Une équipe internationale d’astrophysiciens, incluant des lauréats du prix Nobel, a confirmé dans la revue Monthly Notices of the Royal Astronomical Society que l’expansion de l’univers continue de s’accélérer. Cette étude réfute les conclusions d’une publication sud-coréenne de 2025 qui suggérait un ralentissement, attribuant cette erreur à une mauvaise estimation de l’âge des supernovas.
La remise en cause de l’énergie sombre
L’idée que l’univers pourrait ne plus s’accélérer a secoué la communauté scientifique à la fin de l’année 2025. Une étude, menée par des chercheurs sud-coréens, remettait en question l’existence ou la constance de l’énergie sombre, cette force mystérieuse qui pousse les galaxies à s’éloigner les unes des autres à une vitesse croissante. Si ces conclusions avaient été exactes, elles auraient invalidé près de trois décennies de recherches cosmologiques, basées sur la découverte initiale de 1998 qui a valu à Adam Riess, Brian Schmidt et Saul Perlmutter le prix Nobel de physique en 2011, comme le rapporte Universe Today.
Le débat portait sur les supernovas de type Ia, ces explosions d’étoiles naines blanches utilisées comme « chandelles standards » pour mesurer les distances cosmiques. L’équipe sud-coréenne affirmait que la luminosité maximale de ces astres variait avec l’âge de l’univers, induisant les astronomes en erreur.

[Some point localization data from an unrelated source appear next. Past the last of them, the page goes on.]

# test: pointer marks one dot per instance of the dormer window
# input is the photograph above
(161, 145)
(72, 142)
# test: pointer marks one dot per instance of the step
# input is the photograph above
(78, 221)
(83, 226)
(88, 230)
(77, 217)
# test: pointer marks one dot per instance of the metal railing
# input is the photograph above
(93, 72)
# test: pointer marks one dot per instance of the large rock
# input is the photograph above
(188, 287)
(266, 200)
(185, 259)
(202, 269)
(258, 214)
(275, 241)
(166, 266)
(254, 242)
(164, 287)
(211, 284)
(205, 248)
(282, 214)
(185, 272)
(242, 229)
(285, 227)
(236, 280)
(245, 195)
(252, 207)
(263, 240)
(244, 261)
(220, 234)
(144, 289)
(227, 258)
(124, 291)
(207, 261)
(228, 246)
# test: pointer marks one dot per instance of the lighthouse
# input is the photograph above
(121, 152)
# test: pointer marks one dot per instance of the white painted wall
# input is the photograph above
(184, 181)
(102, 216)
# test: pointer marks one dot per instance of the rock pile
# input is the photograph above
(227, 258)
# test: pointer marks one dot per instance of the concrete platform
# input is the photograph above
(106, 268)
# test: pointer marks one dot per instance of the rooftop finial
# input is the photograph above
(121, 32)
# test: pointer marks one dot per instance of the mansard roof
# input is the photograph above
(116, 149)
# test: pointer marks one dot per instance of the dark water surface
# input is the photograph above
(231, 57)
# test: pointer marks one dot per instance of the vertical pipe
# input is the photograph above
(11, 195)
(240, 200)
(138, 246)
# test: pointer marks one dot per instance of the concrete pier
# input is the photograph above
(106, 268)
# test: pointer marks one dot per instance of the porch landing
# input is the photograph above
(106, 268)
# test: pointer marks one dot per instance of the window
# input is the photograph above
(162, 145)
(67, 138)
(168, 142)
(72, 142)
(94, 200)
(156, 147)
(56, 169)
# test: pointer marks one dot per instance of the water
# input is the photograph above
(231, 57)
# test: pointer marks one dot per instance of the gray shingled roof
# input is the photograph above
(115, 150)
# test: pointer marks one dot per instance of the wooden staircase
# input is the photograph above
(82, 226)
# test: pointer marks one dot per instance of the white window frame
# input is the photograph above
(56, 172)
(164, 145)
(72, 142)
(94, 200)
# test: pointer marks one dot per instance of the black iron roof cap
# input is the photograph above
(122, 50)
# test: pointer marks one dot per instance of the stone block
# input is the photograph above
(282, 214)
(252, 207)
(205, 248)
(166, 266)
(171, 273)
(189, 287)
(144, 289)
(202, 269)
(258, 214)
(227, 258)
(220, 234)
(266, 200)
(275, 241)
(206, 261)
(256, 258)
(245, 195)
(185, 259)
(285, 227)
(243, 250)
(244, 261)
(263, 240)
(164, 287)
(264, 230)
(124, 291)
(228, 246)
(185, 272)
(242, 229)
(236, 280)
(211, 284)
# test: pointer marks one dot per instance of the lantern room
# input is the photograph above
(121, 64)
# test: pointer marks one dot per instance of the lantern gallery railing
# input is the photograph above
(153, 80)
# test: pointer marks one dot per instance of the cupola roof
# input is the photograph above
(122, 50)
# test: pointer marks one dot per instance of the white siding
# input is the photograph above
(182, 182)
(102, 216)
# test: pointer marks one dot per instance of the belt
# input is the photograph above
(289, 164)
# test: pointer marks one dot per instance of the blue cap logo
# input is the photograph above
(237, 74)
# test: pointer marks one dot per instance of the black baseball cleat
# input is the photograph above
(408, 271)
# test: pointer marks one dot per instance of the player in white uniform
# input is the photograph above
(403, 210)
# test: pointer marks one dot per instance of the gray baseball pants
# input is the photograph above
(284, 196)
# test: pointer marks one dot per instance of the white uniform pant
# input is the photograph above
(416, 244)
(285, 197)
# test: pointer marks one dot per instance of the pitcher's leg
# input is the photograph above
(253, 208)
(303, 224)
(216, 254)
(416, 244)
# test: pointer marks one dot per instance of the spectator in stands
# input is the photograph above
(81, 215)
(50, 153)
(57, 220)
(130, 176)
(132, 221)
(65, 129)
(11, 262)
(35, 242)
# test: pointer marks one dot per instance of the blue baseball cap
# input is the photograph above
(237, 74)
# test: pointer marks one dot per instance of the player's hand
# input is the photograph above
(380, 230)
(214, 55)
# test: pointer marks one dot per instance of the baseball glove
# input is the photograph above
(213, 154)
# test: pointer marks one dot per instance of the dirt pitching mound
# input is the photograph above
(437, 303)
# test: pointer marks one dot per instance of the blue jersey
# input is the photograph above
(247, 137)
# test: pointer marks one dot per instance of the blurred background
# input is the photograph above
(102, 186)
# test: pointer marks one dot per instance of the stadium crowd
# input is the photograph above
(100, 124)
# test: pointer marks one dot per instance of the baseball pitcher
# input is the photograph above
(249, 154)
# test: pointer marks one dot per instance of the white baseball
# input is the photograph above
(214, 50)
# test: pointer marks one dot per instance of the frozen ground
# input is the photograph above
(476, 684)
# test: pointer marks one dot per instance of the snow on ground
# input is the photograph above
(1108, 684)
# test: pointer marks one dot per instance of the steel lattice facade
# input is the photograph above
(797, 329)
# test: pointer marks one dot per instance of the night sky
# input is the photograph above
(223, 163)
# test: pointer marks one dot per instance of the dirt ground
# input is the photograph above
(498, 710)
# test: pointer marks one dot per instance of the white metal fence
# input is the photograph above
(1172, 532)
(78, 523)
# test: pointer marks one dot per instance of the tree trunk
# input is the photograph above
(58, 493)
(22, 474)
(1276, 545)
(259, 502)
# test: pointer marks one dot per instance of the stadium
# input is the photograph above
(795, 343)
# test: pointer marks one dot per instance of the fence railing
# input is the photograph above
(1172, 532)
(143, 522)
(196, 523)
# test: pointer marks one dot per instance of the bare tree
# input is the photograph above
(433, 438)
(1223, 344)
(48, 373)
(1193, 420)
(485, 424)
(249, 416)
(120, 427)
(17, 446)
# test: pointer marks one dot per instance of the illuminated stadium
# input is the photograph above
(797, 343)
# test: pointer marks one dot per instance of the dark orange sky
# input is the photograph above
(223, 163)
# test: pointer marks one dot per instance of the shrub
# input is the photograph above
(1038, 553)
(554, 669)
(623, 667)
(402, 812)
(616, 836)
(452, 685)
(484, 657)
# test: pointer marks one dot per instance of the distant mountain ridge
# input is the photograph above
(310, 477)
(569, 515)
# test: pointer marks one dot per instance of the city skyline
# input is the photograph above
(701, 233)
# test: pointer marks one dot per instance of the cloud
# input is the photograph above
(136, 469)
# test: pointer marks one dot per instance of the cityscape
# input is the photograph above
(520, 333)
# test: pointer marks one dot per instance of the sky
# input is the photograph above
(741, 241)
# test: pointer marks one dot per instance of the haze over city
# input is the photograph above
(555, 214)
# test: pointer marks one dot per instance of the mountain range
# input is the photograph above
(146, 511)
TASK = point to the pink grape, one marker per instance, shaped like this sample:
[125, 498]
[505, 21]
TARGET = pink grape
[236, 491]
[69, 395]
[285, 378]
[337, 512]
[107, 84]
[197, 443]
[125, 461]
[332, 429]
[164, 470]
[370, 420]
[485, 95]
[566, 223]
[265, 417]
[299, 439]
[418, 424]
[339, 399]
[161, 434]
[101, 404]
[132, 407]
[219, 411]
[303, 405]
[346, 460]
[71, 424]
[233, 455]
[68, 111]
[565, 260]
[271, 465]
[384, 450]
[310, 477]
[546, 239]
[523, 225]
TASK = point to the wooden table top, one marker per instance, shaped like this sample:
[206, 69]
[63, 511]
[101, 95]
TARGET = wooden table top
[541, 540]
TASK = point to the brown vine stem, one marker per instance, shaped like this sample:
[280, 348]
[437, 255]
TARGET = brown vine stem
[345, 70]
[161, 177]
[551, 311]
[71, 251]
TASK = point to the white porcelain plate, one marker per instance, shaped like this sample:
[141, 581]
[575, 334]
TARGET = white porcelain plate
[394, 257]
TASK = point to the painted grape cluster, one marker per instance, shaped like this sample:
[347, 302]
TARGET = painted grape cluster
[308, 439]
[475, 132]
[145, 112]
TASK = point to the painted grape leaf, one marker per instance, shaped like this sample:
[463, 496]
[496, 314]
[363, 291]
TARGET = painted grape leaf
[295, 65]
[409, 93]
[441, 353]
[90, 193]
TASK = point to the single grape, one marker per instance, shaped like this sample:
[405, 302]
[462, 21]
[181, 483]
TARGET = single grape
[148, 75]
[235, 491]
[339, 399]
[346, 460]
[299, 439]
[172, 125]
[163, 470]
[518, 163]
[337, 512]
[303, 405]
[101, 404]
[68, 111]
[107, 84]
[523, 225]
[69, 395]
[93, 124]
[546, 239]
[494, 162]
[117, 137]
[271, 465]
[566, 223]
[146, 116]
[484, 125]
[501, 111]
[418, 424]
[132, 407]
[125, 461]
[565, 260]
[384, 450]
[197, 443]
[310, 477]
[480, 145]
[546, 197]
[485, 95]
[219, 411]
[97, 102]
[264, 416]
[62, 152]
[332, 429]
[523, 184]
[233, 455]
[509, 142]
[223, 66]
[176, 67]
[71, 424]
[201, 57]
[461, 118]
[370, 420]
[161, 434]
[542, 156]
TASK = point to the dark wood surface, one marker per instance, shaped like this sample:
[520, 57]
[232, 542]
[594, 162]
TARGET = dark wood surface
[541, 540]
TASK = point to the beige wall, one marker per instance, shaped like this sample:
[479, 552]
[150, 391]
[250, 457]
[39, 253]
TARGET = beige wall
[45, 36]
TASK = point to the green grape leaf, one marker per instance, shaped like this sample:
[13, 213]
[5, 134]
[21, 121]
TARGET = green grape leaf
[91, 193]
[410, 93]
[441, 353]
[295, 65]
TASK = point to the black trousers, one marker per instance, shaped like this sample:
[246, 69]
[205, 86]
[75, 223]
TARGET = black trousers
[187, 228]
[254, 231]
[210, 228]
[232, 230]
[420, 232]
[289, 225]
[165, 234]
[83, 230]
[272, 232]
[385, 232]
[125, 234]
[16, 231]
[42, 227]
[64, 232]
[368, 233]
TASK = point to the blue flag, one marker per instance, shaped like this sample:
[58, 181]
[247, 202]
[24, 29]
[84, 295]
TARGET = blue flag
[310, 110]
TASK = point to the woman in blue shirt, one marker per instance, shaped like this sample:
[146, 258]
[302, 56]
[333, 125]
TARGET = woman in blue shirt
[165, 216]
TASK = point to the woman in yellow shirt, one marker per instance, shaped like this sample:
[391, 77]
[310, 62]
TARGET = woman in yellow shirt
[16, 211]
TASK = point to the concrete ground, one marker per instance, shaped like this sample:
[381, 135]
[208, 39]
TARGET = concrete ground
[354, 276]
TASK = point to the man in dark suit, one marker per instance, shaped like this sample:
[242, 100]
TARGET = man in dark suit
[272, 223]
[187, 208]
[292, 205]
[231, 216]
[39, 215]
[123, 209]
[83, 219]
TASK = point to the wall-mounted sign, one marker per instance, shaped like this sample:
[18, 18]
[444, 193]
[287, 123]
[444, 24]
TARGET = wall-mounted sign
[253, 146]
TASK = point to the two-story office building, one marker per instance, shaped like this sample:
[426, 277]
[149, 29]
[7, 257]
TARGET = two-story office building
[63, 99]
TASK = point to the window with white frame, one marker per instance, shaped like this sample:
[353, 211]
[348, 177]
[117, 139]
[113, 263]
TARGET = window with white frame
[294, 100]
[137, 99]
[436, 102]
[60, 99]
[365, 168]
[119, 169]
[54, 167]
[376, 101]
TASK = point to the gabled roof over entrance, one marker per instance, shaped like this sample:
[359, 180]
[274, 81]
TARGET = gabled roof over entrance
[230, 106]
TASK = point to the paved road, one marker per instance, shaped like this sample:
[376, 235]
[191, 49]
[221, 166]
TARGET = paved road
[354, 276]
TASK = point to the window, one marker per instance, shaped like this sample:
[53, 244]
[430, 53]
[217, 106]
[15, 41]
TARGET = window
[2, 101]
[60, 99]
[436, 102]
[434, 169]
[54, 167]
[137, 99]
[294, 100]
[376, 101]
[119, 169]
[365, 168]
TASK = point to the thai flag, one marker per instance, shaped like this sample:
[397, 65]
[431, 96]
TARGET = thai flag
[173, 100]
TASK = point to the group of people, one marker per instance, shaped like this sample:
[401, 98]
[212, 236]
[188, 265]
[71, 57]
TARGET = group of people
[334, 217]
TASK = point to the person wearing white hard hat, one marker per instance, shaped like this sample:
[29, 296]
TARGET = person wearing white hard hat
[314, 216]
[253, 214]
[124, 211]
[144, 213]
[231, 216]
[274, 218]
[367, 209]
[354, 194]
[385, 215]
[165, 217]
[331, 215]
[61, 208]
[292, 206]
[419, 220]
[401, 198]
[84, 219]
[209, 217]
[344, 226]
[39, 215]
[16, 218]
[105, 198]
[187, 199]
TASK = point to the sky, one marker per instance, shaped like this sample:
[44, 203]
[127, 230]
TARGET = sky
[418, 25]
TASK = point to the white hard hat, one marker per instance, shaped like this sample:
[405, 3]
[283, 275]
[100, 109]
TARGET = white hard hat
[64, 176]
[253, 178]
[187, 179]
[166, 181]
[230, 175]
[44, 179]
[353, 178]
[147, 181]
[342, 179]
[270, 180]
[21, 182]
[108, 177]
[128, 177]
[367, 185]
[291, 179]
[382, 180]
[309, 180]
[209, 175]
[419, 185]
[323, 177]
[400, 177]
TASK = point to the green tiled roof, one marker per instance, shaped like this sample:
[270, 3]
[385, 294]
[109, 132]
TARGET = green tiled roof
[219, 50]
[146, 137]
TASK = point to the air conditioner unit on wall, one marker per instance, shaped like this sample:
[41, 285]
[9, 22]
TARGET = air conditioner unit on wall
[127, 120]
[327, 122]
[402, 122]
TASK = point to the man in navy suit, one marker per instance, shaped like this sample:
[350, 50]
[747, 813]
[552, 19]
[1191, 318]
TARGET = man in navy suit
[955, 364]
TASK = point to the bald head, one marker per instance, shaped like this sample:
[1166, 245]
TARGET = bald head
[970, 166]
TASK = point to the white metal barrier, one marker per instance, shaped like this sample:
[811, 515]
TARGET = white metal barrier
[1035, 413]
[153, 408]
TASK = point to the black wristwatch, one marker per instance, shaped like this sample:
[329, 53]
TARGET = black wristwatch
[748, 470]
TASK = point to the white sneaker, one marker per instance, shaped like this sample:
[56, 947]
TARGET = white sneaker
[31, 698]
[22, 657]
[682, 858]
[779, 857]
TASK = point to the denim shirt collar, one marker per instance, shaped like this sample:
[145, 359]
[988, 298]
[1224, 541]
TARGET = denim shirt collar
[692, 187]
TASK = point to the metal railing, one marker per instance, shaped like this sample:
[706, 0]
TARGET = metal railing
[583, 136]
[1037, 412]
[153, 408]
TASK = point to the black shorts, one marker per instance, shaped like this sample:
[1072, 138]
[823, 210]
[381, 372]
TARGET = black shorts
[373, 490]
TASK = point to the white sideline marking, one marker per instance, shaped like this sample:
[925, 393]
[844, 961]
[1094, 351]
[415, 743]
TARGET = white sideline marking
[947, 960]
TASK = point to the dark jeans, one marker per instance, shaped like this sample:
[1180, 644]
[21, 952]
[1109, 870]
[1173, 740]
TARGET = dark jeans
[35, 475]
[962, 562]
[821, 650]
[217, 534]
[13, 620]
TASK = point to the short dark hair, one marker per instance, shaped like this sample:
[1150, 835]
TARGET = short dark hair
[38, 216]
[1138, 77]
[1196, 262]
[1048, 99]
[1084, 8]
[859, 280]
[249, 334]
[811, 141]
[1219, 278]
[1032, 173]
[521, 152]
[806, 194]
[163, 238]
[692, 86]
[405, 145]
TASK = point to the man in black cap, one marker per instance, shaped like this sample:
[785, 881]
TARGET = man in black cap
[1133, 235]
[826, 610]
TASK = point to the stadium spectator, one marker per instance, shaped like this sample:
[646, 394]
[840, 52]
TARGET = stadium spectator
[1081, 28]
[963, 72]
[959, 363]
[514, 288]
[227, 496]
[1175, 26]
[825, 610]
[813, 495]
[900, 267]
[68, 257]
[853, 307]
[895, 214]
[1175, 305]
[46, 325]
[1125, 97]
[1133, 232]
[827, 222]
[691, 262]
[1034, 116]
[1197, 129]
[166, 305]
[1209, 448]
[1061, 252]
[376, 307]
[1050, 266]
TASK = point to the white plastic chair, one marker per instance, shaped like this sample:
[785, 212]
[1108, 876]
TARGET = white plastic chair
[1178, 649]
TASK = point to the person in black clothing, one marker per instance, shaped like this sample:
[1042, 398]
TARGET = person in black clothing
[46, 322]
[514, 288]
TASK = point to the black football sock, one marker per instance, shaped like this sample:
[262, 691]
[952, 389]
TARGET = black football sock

Une correction méthodologique cruciale
La nouvelle étude, publiée ce mois-ci dans les Monthly Notices of the Royal Astronomical Society, démontre que les critiques formulées en 2025 reposaient sur des biais d’analyse. Selon le Dr Phil Wiseman, chercheur à l’Université de Southampton et auteur principal, le problème ne résidait pas dans les mesures cosmologiques elles-mêmes, mais dans leur interprétation.
Les chercheurs ont identifié deux erreurs majeures dans l’analyse sud-coréenne :
- L’âge des étoiles : L’étude précédente supposait à tort que l’âge d’une galaxie était identique à celui de l’étoile ayant explosé en supernova.
- La masse des galaxies hôtes : L’analyse n’intégrait pas les corrections standard liées à la masse des galaxies, un paramètre essentiel pour calibrer la luminosité des supernovas, selon [ScienceDaily](https://www.sciencedaily.com/releases/2026/06/260612032030.htm).
La robustesse des modèles cosmologiques
Pour les experts, cette controverse illustre le fonctionnement rigoureux de la science. En recalibrant les données et en tenant compte des environnements stellaires, les preuves de l’accélération cosmique demeurent constantes.
"Les mesures précédentes et largement acceptées étaient, en fait, correctes et notre compréhension actuelle du destin de l’univers demeure solide. Heureusement, nous avons évité cette crise, mais le mystère concernant la raison pour laquelle le taux d’expansion de l’univers continue de s’accélérer demeure entier.
Le professeur Adam Riess, de l’Université Johns Hopkins, a souligné la nécessité d’une prudence extrême face à des affirmations remettant en cause des théories établies. « Des affirmations extraordinaires nécessitent des tests particulièrement rigoureux », a-t-il déclaré, cité par Gizmodo.
Vers une meilleure compréhension de l’énergie sombre
Bien que la crise soit écartée, le défi intellectuel persiste. Comme l’expliquait récemment le professeur Riess lors de la conférence Reines à l’UC Irvine, la nature profonde de l’énergie sombre reste l’une des questions les plus complexes de la physique moderne, à la croisée de la relativité générale d’Einstein et de la physique quantique.
Pour la communauté scientifique, cet épisode est considéré comme un progrès. Le professeur Mark Sullivan, également de l’Université de Southampton, a rappelé que contester les théories acceptées est fondamental pour la science. Ces échanges permettent non seulement de confirmer les acquis, mais aussi d’affiner les méthodes de mesure pour l’avenir. Alors que les télescopes spatiaux continuent de scruter l’univers, les physiciens se concentrent désormais sur l’explication physique de cette accélération plutôt que sur sa remise en cause.